De Valera, with Countess Markievitz the last living leader of the 1916 Rising, failed to win the Falls in December 1918 in the election which established Sinn Fein for a period as the dominant force in Irish nationalism.
Sinn Fein swept the old Irish Parliamentary Party aside. The 105 candidates returned across the island comprised 73 republicans, 26 unionists and six from the IPP. The Sinn Fein MPs (or as many of them as were not in prison) met in the Mansion House in Dublin 90 years ago yesterday to form the First Dail and assert their mandate to withdraw Ireland from Westminster rule.
“The whole of nationalist Ireland had gone over with foot, horse and artillery, with bag and baggage, from the camp of so-called Constitutional Home Rule to the Sinn Feiners,” wrote the Tory minister and historian Lord Cushendun. Actually, not quite the whole of nationalist Ireland.
Four of the six successful IPP candidates had been allocated seats in Ulster by Cardinal Logue, in a Church-brokered pact with Sinn Fein to ensure that the Catholic vote in the North wasn’t split. In only two constituencies on the island, then, did the constitutional nationalists see off Sinn Fein.
One was Waterford City, where the IPP candidate was Captain William Redmond. He’d fought with the Dublin Fusiliers and then the Irish Guards for the duration of the war. He’d previously been MP for East Tyrone. He was a son of John Redmond, IPP leader and local MP for 18 years until his death a few months earlier. His uncle Willie, also a MP, had been killed on the Western Front in 1917. The Redmonds were nationalist royalty. Waterford wasn’t typical, and neither was the result. Redmond registered a narrow win, 4,915 votes to 4,431.

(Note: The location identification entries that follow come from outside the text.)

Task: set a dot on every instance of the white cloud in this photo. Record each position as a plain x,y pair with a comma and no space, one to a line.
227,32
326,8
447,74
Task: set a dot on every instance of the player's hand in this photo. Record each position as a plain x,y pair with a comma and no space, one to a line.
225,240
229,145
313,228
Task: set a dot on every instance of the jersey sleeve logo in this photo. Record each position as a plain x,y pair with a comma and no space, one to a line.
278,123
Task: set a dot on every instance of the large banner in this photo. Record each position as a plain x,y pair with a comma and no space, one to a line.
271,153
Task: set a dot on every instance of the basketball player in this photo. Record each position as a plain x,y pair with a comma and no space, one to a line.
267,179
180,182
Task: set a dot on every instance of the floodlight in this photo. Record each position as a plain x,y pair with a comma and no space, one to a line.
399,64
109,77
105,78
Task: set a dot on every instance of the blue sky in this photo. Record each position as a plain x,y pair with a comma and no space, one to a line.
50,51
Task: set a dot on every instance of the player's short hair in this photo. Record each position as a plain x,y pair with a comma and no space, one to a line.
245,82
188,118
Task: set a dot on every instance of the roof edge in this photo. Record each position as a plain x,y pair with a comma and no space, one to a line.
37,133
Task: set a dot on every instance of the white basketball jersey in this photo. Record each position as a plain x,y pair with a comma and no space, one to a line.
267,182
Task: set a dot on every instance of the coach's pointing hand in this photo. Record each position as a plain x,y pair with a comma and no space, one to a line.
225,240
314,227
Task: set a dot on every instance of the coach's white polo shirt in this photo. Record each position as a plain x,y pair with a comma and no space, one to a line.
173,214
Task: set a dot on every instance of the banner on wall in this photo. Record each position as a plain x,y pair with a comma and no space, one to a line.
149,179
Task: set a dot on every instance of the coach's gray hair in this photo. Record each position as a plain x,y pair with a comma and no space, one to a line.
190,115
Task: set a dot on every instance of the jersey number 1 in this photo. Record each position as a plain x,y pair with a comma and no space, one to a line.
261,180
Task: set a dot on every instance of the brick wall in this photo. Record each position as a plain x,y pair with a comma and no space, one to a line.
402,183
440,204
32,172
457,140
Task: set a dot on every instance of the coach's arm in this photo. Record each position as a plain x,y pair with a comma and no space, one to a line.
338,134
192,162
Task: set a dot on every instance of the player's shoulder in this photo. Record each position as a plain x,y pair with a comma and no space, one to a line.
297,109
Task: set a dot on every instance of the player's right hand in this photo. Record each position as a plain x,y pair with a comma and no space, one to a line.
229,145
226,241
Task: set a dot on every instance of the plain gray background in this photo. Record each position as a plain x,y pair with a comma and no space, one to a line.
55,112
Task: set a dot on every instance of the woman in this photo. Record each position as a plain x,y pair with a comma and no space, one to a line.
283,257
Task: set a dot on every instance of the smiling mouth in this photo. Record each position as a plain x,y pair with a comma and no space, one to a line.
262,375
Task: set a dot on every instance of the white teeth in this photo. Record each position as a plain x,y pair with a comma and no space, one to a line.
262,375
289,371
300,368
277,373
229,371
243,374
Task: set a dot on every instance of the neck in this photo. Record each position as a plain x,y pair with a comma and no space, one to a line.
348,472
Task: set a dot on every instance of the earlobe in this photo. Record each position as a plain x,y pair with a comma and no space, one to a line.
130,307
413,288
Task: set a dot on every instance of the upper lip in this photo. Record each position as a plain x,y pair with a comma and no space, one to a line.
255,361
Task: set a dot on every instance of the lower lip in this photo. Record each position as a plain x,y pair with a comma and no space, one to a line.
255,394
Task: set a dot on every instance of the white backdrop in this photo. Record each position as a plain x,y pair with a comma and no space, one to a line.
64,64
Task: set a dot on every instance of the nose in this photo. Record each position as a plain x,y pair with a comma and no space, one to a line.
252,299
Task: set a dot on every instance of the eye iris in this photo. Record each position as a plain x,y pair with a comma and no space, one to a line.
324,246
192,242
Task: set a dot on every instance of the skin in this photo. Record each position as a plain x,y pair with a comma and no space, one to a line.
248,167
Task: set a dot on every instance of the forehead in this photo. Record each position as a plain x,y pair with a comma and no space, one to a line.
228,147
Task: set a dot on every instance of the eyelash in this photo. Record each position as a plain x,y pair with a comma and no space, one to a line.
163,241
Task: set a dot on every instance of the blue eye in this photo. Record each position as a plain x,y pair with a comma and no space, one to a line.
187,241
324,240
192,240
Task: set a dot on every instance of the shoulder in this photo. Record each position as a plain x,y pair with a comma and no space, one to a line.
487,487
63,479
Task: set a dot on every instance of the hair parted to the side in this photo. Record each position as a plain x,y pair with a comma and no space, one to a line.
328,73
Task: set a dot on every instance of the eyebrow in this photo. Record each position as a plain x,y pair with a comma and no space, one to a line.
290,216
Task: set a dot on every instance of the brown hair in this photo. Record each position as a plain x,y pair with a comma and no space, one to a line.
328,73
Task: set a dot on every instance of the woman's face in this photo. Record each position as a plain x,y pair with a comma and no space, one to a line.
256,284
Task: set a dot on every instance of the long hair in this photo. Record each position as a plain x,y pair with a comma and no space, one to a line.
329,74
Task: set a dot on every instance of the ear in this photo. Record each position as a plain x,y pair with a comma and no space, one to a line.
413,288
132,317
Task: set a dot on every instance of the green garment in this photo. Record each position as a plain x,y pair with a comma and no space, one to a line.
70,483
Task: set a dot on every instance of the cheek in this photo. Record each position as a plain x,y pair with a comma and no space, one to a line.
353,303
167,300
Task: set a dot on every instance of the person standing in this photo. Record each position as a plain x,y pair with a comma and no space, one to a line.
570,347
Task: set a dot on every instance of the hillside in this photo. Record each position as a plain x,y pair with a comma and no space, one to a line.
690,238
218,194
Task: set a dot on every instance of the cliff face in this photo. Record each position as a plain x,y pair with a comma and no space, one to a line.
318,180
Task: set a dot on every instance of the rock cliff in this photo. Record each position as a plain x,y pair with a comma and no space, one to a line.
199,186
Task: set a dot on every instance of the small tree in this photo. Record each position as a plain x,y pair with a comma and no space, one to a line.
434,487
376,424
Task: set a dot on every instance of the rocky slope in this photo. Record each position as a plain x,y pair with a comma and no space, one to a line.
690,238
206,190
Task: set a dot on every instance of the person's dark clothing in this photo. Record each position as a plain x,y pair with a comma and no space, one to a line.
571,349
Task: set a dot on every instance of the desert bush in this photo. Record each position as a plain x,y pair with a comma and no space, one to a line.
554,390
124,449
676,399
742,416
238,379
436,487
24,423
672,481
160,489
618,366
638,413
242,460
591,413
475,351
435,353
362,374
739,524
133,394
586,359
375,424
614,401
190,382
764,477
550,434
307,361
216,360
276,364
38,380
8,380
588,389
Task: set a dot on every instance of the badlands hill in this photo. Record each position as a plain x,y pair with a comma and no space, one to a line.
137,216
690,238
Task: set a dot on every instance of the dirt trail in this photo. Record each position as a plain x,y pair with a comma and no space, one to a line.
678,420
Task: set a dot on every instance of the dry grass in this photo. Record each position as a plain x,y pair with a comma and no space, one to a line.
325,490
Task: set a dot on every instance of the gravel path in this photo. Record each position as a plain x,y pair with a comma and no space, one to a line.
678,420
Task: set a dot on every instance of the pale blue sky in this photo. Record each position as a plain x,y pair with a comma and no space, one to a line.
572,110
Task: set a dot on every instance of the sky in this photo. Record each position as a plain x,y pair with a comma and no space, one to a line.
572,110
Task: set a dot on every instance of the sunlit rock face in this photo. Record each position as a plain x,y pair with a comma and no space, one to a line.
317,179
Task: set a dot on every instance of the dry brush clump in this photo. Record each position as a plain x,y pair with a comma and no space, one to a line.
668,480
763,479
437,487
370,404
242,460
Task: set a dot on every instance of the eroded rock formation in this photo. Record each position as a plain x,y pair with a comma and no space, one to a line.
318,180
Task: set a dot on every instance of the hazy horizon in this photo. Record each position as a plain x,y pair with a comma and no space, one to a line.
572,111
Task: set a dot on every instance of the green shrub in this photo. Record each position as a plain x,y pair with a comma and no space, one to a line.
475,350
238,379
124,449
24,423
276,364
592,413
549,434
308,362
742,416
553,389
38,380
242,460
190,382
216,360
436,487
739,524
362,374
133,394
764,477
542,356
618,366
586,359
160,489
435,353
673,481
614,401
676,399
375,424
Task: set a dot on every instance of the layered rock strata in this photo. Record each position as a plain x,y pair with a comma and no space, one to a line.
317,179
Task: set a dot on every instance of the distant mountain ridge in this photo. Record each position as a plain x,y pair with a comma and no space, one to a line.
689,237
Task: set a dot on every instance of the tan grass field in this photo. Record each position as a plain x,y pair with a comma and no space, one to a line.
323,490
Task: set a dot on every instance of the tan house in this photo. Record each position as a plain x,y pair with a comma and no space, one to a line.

Belfast Falls wasn’t typical, either, in a somewhat different, very northern way. The IIP candidate, ‘Wee’ Joe Devlin, was the effective boss of the party in Ulster. Sinn Fein sent in the Long Fellow to take him out.
De Valera also stood in Mayo, against the leader of the IPP, John Dillon. There, the national pattern held true. Dev defeated Dillon by almost exactly two to one — 8,843 to 4,451.
In Belfast Falls, the figures were reversed. Devlin trounced Dev, 8,488 to 3,245. This is what Gerry Adams had had in mind in his moment of victory.
The Falls result assumes added significance from the fact that that this was the outcome of the only straight fight in the North between republicanism and constitutional nationalism.
We can take it as a rough guide to the likely outcome elsewhere had the voting pact not been in place. (The roughness of the guide arises from somewhat different nationalist perspectives in Belfast and border areas.)
At any rate, this measure suggests that the Falls, historically, has been the least republican area in nationalist Ireland. Gerry Adams’ triumph in 1983 was the first Sinn Fein victory on the Falls, ever. He will have known that, too.
The line of battle in the 1918 campaign is instructive. Devlin hammered away at de Valera’s lack of understanding of the North. You can have a war for a united independent Ireland in the south and the west, he declared, but it would be a different sort of war we’d have to fight here, and we don’t want it. What we do want is respect for our identity, equality, justice, freedom from fear.
The various parties which have gathered in Dublin this week to mark the anniversary of the 1918 general election and the consequent formation of the First Dail are right to see the events as a significant moment in the narrative of Irish history. But the character of the significance may not be exactly as some in the gatherings have imagined.
What the 1918 poll suggests is that the mass of northern Catholics have never been republican, at least not in the sense in which the term is commonly used. In practice, what they have wanted has been the bigot’s boot off their necks and the British Army off their backs, within whatever constitutional arrangements would best secure this outcome.
On this reading, the IRA’s recent 25-year campaign was fought under false colours. Armed struggle matched the mood of young working class people who had felt the whip of oppression or seen their families humiliated by the uniformed forces of a hostile State.
But a united Ireland, the stated aim of the struggle, was never sine qua non. The shift in the line of Sinn Fein towards acceptance of the legitimacy of the Northern State did not come about by visionary leaders coaxing reluctant foot-soldiers away from war onto the path of peace, but, rather, by the party leadership bringing their policies deftly into alignment with the underlying views of their own rank-and-file as discovered by de Valera when he couldn’t win the Falls 90 years ago.